Die jüngsten Gerichtsurteile haben einige Unsicherheit über die Verantwortlichkeit für Inhalte im Internet gebracht. Wie ist die Verantwortlichkeit für eigene bzw. fremde Inhalte? Wie ist die Haftung für Links geregelt? Und: Unter welchen Umständen bestehen Gegendarstellungsansprüche?
Mit dem Informations- und Kommunikationsdienstegesetz (IuKDG) sowie dem Mediendienste-Staatsvertrag sind am 1. August 1997 auf Bundes- und Landesebene gesetzliche Rahmenbedingungen in Kraft getreten, mit denen bereits an der Schwelle zum Beginn eines neuen Multimedia-Zeitalters dem Verlangen nach Rechtssicherheit begegnet werden sollte. Für E-Commerce Anbieter ist insbesondere das Teledienstgesetz (TDG) von Bedeutung, in dem wichtige Regelungen für die Verantwortlichkeit im Internet getroffen wurden.
Das Teledienstgesetz gilt für elektronische Dienste, die für eine individuelle Nutzung bestimmt sind.
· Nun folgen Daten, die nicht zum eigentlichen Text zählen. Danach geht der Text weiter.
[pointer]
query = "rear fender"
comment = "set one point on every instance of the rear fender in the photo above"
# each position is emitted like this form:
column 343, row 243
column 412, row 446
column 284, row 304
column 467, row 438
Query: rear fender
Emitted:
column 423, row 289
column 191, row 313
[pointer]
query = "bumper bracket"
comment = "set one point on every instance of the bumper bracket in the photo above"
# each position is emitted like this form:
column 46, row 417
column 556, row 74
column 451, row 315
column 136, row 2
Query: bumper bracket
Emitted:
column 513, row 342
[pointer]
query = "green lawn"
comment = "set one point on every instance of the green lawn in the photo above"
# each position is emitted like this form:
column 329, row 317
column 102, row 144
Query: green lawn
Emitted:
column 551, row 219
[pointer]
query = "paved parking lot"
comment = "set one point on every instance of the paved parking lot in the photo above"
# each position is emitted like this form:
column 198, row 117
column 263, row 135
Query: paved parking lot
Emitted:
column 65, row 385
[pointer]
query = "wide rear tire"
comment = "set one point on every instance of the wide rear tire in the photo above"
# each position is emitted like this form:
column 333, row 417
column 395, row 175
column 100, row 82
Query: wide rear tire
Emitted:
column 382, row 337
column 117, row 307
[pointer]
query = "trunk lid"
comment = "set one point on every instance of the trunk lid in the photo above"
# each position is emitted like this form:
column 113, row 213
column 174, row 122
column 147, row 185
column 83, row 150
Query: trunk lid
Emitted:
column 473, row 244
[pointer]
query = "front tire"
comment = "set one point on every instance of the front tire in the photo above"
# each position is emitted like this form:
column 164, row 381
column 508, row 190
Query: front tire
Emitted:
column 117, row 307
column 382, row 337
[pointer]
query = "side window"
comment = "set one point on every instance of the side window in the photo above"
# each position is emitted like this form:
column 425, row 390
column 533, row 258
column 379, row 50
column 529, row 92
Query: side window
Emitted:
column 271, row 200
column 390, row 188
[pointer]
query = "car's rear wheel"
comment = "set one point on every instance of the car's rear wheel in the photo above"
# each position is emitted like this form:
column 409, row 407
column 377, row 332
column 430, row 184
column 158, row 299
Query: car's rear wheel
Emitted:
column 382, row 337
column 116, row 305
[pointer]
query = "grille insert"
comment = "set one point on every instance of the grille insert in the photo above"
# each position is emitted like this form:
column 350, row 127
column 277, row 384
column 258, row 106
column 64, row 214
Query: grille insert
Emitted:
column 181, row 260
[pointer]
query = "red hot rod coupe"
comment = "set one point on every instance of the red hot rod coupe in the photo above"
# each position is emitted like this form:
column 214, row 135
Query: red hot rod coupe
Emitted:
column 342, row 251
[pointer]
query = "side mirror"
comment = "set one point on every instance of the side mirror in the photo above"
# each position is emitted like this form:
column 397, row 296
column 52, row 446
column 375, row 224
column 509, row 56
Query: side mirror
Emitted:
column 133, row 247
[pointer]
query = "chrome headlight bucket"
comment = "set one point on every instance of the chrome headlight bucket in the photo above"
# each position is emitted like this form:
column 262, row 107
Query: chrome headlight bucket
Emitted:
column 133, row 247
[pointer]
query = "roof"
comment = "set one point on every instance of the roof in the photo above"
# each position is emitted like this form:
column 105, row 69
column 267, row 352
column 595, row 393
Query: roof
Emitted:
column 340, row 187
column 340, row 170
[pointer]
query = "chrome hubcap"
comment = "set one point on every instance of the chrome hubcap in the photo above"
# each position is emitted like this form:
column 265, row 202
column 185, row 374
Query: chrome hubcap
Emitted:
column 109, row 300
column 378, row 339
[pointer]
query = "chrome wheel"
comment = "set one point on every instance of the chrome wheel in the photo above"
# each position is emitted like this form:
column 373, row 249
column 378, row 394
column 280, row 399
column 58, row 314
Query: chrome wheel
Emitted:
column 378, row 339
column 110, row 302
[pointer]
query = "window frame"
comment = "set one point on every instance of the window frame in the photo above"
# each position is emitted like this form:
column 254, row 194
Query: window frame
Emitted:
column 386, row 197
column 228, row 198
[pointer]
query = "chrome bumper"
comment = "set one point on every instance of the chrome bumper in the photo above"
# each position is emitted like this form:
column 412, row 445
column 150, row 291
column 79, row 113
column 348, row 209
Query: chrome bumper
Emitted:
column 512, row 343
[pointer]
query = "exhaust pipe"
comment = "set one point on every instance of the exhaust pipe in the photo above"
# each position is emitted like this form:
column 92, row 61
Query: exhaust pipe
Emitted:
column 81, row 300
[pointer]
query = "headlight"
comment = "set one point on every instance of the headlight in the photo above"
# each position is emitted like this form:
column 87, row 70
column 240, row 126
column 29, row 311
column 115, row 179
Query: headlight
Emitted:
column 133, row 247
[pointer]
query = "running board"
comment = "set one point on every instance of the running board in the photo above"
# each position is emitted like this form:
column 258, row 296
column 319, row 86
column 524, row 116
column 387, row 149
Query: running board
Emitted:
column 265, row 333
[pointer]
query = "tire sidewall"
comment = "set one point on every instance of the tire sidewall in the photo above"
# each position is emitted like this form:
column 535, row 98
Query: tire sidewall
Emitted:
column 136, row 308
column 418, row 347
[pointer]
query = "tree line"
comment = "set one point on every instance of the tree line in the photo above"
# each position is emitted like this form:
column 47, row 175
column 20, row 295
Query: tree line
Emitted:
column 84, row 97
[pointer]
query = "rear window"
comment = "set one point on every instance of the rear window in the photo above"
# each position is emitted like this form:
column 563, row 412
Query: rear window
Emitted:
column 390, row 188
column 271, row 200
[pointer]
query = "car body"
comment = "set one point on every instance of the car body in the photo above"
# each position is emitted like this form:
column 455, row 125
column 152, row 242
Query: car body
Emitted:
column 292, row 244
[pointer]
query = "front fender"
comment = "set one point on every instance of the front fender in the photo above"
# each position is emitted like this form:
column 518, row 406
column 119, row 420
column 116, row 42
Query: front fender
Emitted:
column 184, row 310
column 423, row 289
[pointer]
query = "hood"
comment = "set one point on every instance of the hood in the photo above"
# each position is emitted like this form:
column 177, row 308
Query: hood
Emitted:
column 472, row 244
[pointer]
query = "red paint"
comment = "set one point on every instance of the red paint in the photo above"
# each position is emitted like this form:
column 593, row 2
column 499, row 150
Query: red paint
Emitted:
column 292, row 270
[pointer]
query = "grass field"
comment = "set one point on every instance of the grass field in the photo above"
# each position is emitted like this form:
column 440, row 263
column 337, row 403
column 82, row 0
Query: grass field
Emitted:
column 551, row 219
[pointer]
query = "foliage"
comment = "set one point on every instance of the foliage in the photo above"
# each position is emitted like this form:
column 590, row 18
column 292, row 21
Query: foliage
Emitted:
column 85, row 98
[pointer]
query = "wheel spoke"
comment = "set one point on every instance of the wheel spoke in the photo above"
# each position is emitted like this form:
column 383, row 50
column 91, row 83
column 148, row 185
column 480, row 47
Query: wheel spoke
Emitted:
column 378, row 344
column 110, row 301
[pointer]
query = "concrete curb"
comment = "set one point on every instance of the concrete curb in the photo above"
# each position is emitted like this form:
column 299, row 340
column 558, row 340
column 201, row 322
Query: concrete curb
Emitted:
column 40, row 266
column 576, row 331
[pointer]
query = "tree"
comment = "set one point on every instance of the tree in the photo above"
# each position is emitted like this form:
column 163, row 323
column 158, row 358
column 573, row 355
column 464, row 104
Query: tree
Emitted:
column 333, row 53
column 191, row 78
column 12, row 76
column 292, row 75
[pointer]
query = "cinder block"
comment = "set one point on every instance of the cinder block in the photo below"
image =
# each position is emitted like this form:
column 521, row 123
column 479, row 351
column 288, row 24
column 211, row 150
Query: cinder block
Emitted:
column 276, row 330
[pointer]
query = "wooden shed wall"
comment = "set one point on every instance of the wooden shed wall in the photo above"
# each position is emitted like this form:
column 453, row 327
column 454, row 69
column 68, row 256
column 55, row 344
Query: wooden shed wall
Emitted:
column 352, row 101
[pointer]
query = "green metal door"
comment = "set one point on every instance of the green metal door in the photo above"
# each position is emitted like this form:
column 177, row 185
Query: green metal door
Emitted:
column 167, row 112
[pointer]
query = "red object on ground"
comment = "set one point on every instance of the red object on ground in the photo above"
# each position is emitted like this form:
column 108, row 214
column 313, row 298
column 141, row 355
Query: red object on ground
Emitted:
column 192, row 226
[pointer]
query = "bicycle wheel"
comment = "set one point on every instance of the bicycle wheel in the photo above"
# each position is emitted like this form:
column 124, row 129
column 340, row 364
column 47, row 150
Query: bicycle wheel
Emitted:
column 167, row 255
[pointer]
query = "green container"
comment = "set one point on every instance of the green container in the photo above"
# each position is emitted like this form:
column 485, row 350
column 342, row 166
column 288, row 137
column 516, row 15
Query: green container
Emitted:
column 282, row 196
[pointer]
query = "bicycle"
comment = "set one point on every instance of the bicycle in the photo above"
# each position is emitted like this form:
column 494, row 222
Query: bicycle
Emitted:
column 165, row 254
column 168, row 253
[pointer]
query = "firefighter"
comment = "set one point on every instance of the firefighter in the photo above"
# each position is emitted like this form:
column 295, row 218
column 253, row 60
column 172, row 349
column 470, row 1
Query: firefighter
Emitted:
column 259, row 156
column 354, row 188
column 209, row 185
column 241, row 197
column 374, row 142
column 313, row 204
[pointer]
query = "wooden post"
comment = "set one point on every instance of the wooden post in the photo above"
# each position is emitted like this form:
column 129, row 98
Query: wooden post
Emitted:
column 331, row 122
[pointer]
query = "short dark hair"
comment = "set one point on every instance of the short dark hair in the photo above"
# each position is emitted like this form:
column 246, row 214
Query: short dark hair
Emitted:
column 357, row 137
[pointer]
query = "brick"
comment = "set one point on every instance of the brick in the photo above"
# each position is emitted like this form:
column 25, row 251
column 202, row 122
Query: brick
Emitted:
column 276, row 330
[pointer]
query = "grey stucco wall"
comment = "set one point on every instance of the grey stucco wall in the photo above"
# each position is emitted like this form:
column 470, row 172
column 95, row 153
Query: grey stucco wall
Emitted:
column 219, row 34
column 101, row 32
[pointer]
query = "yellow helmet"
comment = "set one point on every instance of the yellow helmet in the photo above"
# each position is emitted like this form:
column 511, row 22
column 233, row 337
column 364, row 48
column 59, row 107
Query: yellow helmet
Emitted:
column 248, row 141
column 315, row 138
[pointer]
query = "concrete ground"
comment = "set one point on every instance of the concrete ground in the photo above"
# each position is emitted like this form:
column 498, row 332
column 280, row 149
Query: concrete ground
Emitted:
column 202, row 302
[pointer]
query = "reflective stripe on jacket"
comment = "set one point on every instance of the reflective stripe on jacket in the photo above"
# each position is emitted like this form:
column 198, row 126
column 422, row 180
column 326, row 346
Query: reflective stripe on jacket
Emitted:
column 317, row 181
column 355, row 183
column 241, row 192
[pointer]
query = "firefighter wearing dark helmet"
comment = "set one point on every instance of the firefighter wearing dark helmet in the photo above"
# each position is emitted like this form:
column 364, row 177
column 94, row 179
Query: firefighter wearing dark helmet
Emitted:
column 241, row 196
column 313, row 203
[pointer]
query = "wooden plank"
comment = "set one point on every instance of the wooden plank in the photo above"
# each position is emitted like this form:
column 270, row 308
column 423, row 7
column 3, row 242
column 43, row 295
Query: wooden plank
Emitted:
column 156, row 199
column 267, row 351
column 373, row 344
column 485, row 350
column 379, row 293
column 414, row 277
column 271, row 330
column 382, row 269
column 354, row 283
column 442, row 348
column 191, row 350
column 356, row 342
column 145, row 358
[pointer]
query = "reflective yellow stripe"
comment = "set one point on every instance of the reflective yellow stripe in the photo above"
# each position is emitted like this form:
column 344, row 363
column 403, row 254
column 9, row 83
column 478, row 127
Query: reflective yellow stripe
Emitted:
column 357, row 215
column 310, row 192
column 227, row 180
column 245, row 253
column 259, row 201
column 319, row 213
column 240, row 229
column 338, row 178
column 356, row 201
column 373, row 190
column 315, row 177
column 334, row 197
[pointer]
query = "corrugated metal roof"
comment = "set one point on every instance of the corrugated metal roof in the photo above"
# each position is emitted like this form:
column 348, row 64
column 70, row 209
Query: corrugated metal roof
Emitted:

Ausdrücklich benannt sind als solche Dienste unter anderem Angebote im Bereich des Telebanking, Datendienste in Form von Verkehrs, Wetter- und Börsendaten und – entscheidend für den Electronic Commerce – gemäß § 2 Abs. 2 Nr. 5 TDG:
„Angebote von Waren und Dienstleistungen in elektronisch abrufbaren Datenbanken mit interaktivem Zugriff und unmittelbarer Bestellmöglichkeit.“
Für alle E-Commerce Angebote im Bereich business-to-consumer ist daher die Einstufung als Teledienst und damit die Anwendbarkeit des Teledienstgesetzes gesetzlich definiert.Zentrale Vorschrift des TDG ist die in § 5 TDG geregelte Verantwortlichkeit der Diensteanbieter für eigene, unter Umständen auch fremde Inhalte.
§ 5 TDG unterscheidet zunächst zwischen eigenen und fremden Inhalten. Die Verantwortlichkeit für eigene Inhalte richtet sich gemäß § 5 Abs.1 TDG nach den allgemeinen Regeln, so dass das TDG insoweit keine besondere Regelung bereithält.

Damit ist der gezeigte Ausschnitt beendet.